At present, though many Chinese may not agree with the role and influence of CCP in the Chinese government, they are generally very supportive of both when it comes to the issue of Tibet.  The creation of this nationalism may be a direct result of their version of history books.

Diaspora’s Tibet

Tibetan history in the exile Tibetan diaspora firmly supports the independence of Tibet and views the Chinese Communist Party as the colonizer.  They knew the declaration of Tibet’s independence in 1912 by the 13th Dalai Lama.  The Central Tibetan Administration based in Dharamsala, India is a representative government for Tibetans in diaspora.  Though the Dalai Lama is labeled a demon in China, he is the undisputed spiritual head for Tibetans in diaspora and majority in Chinese-controlled Tibet.  For Tibetans, Tibet represents Ethnographic Tibet i.e., TAR and, Amdo and Kham (parts of today’s Qinghai, Gansu, Sichuan, and Yunnan).

Many exile Tibetans were taught Tibetan version of history in the Tibetan refugee schools in India, Nepal, Bhutan, and other countries.  They respect their version as the ultimate truth.  Because of two differing versions of Tibetan history, there are occasional conflicts between Tibetans educated in exile and Tibetans educated in the Chinese-controlled Tibet.  Like Chinese, Tibetans in diaspora have a strong sense of nationalism when it comes to the issue of Tibet.

Negotiations

As of writing this piece, it is clear that both group of Tibetans (those who propose complete independence and those who propose middle way policy) adhere to the principle of non-violence for seeking Tibet's freedom.  In other words, negotiation (talk and dialogue) seems to be the only viable option for resolving the issue of Tibet.  However, the question is - with the existence of two differing versions of Tibetan history, how should one negotiate the issue of Tibet?  Looking at the two opposing historical facts, the negotiation of Tibetan issue seems a daunting task.  

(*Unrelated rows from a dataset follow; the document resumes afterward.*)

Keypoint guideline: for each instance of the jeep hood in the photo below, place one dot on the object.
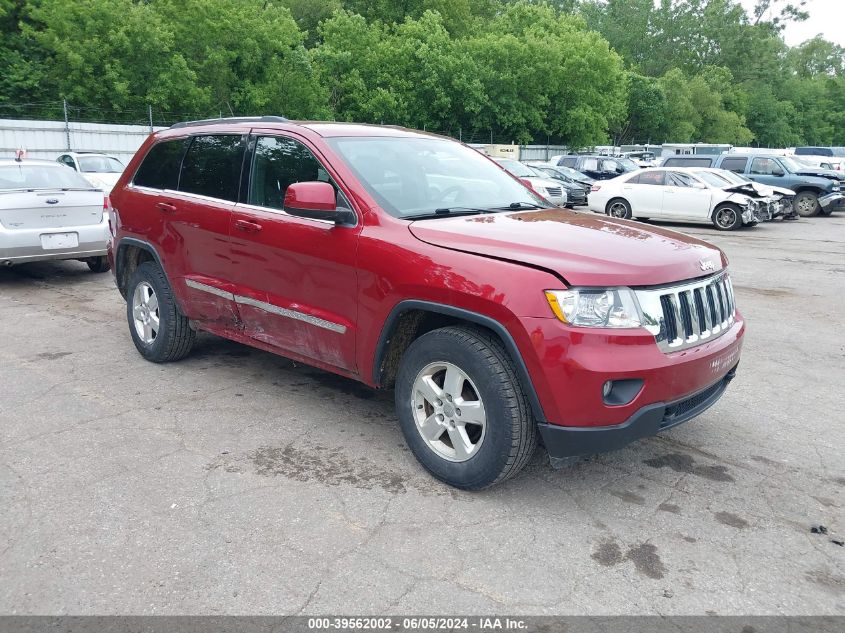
(585, 250)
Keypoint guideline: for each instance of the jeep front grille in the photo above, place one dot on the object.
(687, 315)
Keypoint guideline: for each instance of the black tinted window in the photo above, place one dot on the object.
(735, 164)
(278, 163)
(212, 167)
(688, 162)
(764, 166)
(160, 169)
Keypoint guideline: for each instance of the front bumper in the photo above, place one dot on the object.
(563, 441)
(831, 198)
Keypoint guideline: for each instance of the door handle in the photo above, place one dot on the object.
(251, 227)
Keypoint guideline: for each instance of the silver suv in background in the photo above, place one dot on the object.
(49, 212)
(101, 170)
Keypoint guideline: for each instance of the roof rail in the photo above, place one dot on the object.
(244, 119)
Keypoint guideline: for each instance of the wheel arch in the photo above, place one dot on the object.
(131, 253)
(411, 318)
(618, 199)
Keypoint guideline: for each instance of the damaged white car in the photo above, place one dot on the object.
(774, 201)
(679, 194)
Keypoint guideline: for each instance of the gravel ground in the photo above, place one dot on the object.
(237, 482)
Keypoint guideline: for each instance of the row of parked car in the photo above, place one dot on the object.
(728, 190)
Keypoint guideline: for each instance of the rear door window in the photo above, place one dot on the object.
(735, 164)
(160, 169)
(678, 179)
(212, 166)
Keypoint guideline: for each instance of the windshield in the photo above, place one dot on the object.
(100, 165)
(713, 179)
(516, 168)
(25, 176)
(733, 177)
(627, 164)
(416, 176)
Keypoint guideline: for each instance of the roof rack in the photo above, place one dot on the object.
(244, 119)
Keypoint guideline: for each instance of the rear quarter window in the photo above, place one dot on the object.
(735, 164)
(160, 168)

In negotiation, the likely solution is a win-win proposition (resolution) for both sides: Tibet and China.  However, what is a win-win proposition?  Based on two representations of Tibet (TAR and Ethnographic Tibet), will China –- an emerging global power -- be willing to redraw its provincial borders OR will Tibetans be willing to compromise the Ethnographic Tibet?  In a situation where questions are many and answers limited, the negotiation of Tibet issue may see a long journey in the future.

Conclusion

The swiftness of negotiations may lie in the untangling of two opposing historical facts.  It may not be possible in the short-run to rewrite Tibetan history but it may be feasible to create a favorable atmosphere between Chinese common people and Tibetans via mutual understanding. 

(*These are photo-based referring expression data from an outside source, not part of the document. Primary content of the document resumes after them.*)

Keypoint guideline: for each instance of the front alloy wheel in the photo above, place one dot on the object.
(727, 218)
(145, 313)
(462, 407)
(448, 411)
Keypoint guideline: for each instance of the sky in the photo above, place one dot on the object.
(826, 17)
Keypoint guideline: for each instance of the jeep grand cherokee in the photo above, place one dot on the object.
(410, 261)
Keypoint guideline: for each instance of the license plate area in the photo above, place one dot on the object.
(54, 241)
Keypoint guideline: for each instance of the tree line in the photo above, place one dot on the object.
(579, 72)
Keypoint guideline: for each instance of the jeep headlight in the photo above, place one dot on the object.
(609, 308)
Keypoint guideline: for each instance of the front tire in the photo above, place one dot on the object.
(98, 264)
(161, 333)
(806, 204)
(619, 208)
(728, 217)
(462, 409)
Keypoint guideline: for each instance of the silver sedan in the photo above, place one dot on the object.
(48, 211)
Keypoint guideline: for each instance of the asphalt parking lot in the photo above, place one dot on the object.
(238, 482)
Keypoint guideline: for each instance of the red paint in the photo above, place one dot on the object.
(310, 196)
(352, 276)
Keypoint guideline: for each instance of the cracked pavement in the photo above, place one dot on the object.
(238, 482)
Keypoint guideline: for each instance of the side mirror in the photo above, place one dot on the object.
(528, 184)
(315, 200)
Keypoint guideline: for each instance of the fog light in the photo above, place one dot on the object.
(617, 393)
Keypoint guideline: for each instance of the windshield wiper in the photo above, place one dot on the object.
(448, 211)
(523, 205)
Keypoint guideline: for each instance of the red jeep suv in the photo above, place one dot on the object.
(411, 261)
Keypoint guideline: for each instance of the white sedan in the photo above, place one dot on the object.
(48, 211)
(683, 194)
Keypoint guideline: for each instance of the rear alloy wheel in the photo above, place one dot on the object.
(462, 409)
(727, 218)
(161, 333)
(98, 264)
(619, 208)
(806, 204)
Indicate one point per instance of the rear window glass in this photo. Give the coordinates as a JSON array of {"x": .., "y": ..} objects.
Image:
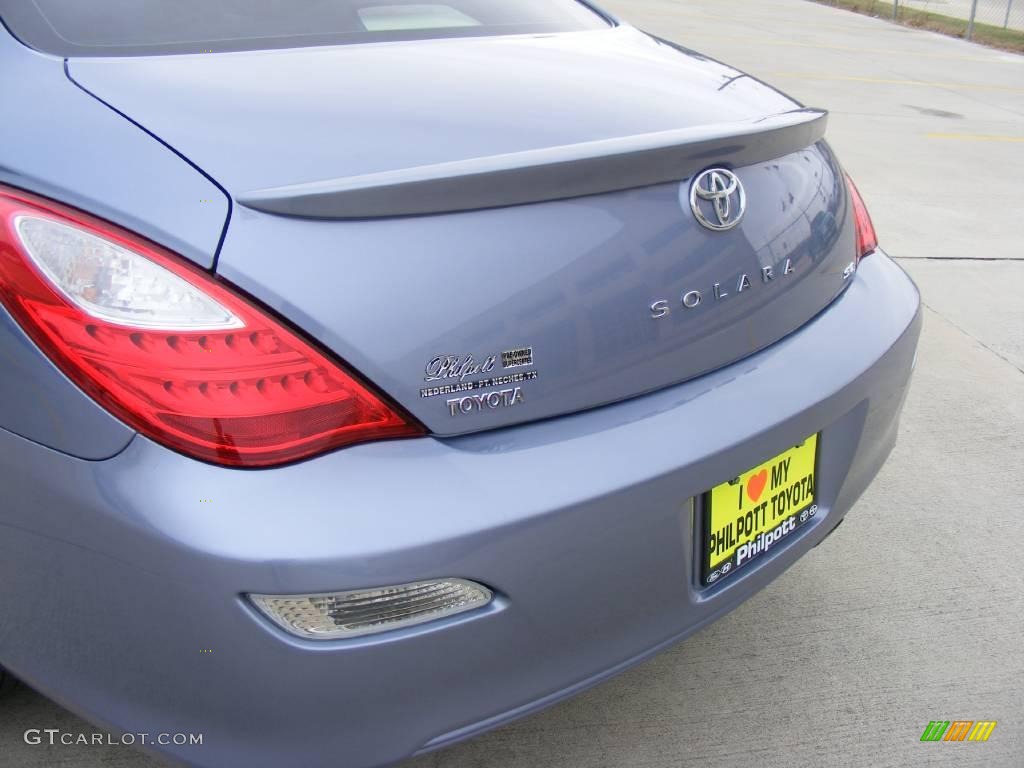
[{"x": 120, "y": 28}]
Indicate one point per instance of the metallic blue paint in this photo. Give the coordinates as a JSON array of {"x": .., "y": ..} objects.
[
  {"x": 58, "y": 141},
  {"x": 593, "y": 555},
  {"x": 114, "y": 576}
]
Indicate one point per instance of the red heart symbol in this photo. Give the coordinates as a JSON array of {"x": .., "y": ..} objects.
[{"x": 756, "y": 484}]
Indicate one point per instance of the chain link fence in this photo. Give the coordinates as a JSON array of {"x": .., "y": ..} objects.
[{"x": 1005, "y": 13}]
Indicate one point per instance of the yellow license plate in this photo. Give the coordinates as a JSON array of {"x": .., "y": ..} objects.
[{"x": 750, "y": 514}]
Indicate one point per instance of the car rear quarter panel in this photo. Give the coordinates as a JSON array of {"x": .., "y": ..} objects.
[{"x": 58, "y": 141}]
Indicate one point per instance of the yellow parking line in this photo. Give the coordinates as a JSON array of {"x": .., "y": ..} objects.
[
  {"x": 973, "y": 137},
  {"x": 886, "y": 81}
]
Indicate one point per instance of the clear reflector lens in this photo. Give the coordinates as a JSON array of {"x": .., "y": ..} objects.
[
  {"x": 337, "y": 615},
  {"x": 111, "y": 283},
  {"x": 171, "y": 350}
]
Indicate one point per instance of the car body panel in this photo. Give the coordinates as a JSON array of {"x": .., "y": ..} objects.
[
  {"x": 38, "y": 401},
  {"x": 572, "y": 281},
  {"x": 583, "y": 524},
  {"x": 309, "y": 114},
  {"x": 58, "y": 141}
]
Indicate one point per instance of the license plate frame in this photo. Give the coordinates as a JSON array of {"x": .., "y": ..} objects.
[{"x": 772, "y": 504}]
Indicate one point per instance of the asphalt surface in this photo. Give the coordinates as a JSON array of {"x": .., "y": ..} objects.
[{"x": 912, "y": 611}]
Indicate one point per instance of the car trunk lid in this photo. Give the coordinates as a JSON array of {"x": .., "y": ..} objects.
[{"x": 500, "y": 230}]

Being born as a refugee in India, I may not be the right person to write about Tibetans in Chinese-controlled Tibet.  So, I will share my conclusion on mutual understanding between Chinese common people and Tibetans in diaspora.

Though Chinese in China and Tibetans in Chinese-controlled Tibet may not have a privilege to study the opposing historical facts, Tibetans in diaspora do have an option to include the opposing historical facts of China’s Tibet in its school curriculum.  With this understanding, Tibetans in diaspora may better accommodate the general feelings of Tibetans in the Chinese-controlled Tibet as well as the Chinese common people.  With a creation of mutual respect and understanding, Tibetans may be able to gain the heart and support of Chinese common people, which may soon lead to the ultimate resolution of Tibet issue.

To conclude, at the end of my presentation noted earlier, I emphasized, “History is a good tool to learn a lesson from past but not a good tool to define the future.  Generally, history helped create hatred among peoples.  The most important is to create a good and friendly relationship between Chinese common people and Tibetans because there are many existing differences on how they view the issue of Tibet”.  At the end, I may have partially supported the stand of a junior high Tibetan student on “history”.